アメリカ礼賛に対して異を唱えるタイプの本。
みんなが賞賛しているシリコンバレーも、軍事産業の技術応用にすぎないし、学歴・職歴でズブズブのコネ社会だし、官民癒着だってすごいよ、と書いている。

筆者はベンチャー企業が軍事産業を事業化するのがうまいだけ、と書いているが、この事業化が何よりも難しいだろう。
日本にだって、世界に冠たると自称する技術はたくさんある。しかし、それを事業化に結び付けられていない企業がほとんどだ。
急成長するベンチャー企業のなかに、先進的な技術を使っているところは数少ない。
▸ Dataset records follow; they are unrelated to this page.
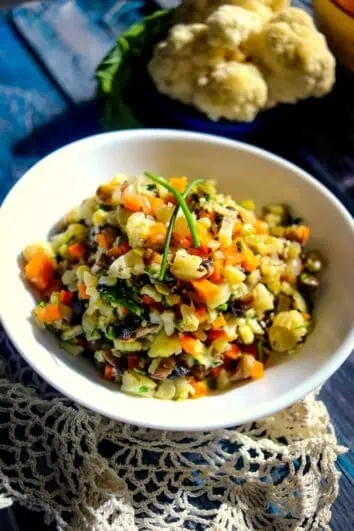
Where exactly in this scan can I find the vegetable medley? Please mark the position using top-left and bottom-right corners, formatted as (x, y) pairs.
(23, 173), (323, 400)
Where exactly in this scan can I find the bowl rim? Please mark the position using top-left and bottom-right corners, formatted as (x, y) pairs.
(0, 129), (354, 431)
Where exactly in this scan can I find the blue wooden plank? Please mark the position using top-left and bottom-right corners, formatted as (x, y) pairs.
(0, 12), (68, 204)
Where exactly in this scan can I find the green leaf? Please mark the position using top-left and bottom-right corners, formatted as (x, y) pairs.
(96, 10), (173, 129)
(98, 284), (142, 315)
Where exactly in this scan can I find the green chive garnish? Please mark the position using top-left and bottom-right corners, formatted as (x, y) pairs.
(145, 175), (201, 248)
(145, 172), (203, 282)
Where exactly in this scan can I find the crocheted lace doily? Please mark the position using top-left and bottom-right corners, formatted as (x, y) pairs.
(0, 330), (345, 531)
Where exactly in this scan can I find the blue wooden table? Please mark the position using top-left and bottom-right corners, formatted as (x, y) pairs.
(0, 0), (354, 531)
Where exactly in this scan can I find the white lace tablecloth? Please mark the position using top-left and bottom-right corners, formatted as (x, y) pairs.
(0, 330), (345, 531)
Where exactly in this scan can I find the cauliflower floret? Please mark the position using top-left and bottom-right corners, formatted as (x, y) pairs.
(148, 330), (182, 358)
(148, 24), (207, 103)
(181, 304), (199, 332)
(194, 61), (268, 122)
(108, 249), (145, 279)
(177, 0), (284, 23)
(161, 310), (176, 336)
(248, 7), (335, 107)
(171, 249), (205, 280)
(207, 284), (231, 310)
(127, 212), (154, 248)
(206, 5), (262, 50)
(268, 310), (308, 352)
(252, 283), (274, 311)
(218, 212), (236, 247)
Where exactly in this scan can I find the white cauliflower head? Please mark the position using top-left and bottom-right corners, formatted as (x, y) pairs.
(206, 5), (262, 50)
(177, 0), (290, 23)
(248, 7), (335, 107)
(148, 24), (207, 103)
(194, 61), (268, 122)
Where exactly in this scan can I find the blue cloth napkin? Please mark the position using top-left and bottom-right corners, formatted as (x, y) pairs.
(0, 0), (354, 211)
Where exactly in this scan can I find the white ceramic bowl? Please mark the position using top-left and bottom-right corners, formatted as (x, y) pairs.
(0, 130), (354, 430)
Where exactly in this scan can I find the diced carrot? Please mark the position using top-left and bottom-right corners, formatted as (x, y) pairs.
(232, 219), (243, 236)
(211, 315), (226, 330)
(173, 232), (192, 249)
(142, 295), (155, 306)
(127, 354), (138, 371)
(192, 278), (219, 301)
(181, 334), (198, 356)
(190, 379), (208, 398)
(197, 223), (212, 247)
(96, 232), (109, 249)
(242, 247), (259, 273)
(209, 365), (222, 378)
(169, 177), (188, 193)
(188, 244), (210, 258)
(107, 245), (121, 258)
(208, 330), (229, 341)
(195, 306), (208, 323)
(25, 250), (54, 290)
(209, 260), (224, 283)
(60, 290), (74, 306)
(41, 277), (63, 300)
(221, 245), (242, 265)
(284, 225), (310, 245)
(35, 304), (62, 323)
(199, 210), (215, 221)
(251, 360), (264, 380)
(241, 343), (257, 357)
(165, 194), (177, 205)
(148, 223), (166, 245)
(146, 195), (164, 216)
(78, 283), (89, 299)
(120, 306), (128, 317)
(76, 337), (87, 348)
(122, 189), (144, 212)
(224, 343), (241, 360)
(300, 225), (310, 245)
(103, 365), (113, 380)
(68, 243), (85, 258)
(253, 219), (269, 234)
(152, 252), (162, 264)
(108, 242), (130, 258)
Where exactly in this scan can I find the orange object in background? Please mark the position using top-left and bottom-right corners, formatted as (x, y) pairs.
(313, 0), (354, 72)
(333, 0), (354, 15)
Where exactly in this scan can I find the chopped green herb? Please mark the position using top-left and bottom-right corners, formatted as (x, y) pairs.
(106, 325), (116, 341)
(98, 284), (142, 315)
(256, 341), (264, 361)
(145, 171), (202, 248)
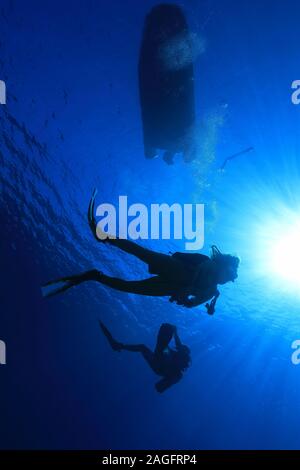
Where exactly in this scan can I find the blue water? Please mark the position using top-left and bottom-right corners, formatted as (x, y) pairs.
(0, 0), (300, 449)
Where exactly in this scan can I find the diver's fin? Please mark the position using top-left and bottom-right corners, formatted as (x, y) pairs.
(99, 320), (122, 352)
(41, 279), (74, 297)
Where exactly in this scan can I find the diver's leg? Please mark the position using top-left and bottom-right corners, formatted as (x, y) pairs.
(107, 238), (178, 277)
(155, 323), (174, 355)
(42, 269), (102, 297)
(121, 343), (156, 372)
(99, 320), (122, 351)
(99, 274), (176, 296)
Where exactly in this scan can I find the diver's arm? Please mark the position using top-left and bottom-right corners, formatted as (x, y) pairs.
(182, 289), (220, 314)
(155, 372), (182, 393)
(174, 327), (182, 349)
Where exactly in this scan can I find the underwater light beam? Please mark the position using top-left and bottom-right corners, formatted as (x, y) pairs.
(258, 214), (300, 288)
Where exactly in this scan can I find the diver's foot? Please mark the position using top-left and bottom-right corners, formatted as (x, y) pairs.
(163, 151), (174, 165)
あとは、既存の技術を組み合わせてこれまでにない新たなサービスを開発するのが主流だ。
この辺りは、筆者がビジネスに従事していないことの限界だろう。
事業化の困難さを甘くみているとしか思えない。

学歴・職歴のコネ社会というのはその通りだろう。しかし、安倍首相と仲がいいから学校をつくる、などというコネと、学歴にもとづくコネでは、機会の平等性が著しく異なる。
みんなこれがわかっているから、一部の天才を除いてみんないい大学に入ろうとする。これ自体が悪いとは思わない。

官民癒着については、アメリカと日本では質が異なる。人材の流動性が日本より高いため、能力の高い人を無駄遣いしていないだけだ。
さらに、流動性が高いために、特定の企業への利益誘導を図ることも少ない。日本のような企業への忠誠心もないからだ。
官民癒着を問題にするならば、癒着が原因で起きた汚職事件の例を挙げるべきだろう。

とまあ、それぞれについて反論は可能だ。
別にベンチャーすべてがいいものとは言わないが、玉石混交のチャレンジ土壌自体は評価されてしかるべきだろう。

一九八〇年代のシリコンバレーには、ミサイル、衛星、軍事関連及び宇宙関連の電子技術に関わる企業が多数立地していました。シリコンバレーは、軍事関連産業の集積地だった

ベンチャー・キャピタルもまた、実は、戦争から生まれてきたものだということを

フェイスブックのセキュリティ部門のトップは、二〇一〇年に国家安全保障局に転職しました。ARPAの後継組織である国防高等研究計画局(DARPA)の元局長レジーナ・ダガンは、グーグルの副社長になりました。ヒラリー・クリントン国務長官の顧問だったマーク・ペンは、その後、マイクロソフトにいました。シリコンバレーと密接な関係にあるスタンフォード大学の教務担当副学長だったコンドリーサ・ライスは、ジョージ・W・ブッシュ政権の国務長官を務めた後に、ドロップボックス社の役員に天下りしました。  こうした人事交流にも明らかなように、アメリカのIT産業と軍事の間の官民癒着はまさにズブズブであり、日本の官民の比ではありません(

ベンチャー・キャピタルは、「人」の何を見ているのかと言えば、何のことはない、学歴・職歴とコネを見ていたに過ぎなかったというわけです。言い換えれば、シリコンバレーというのは、エリート限定の閉鎖的な共同体だったのです。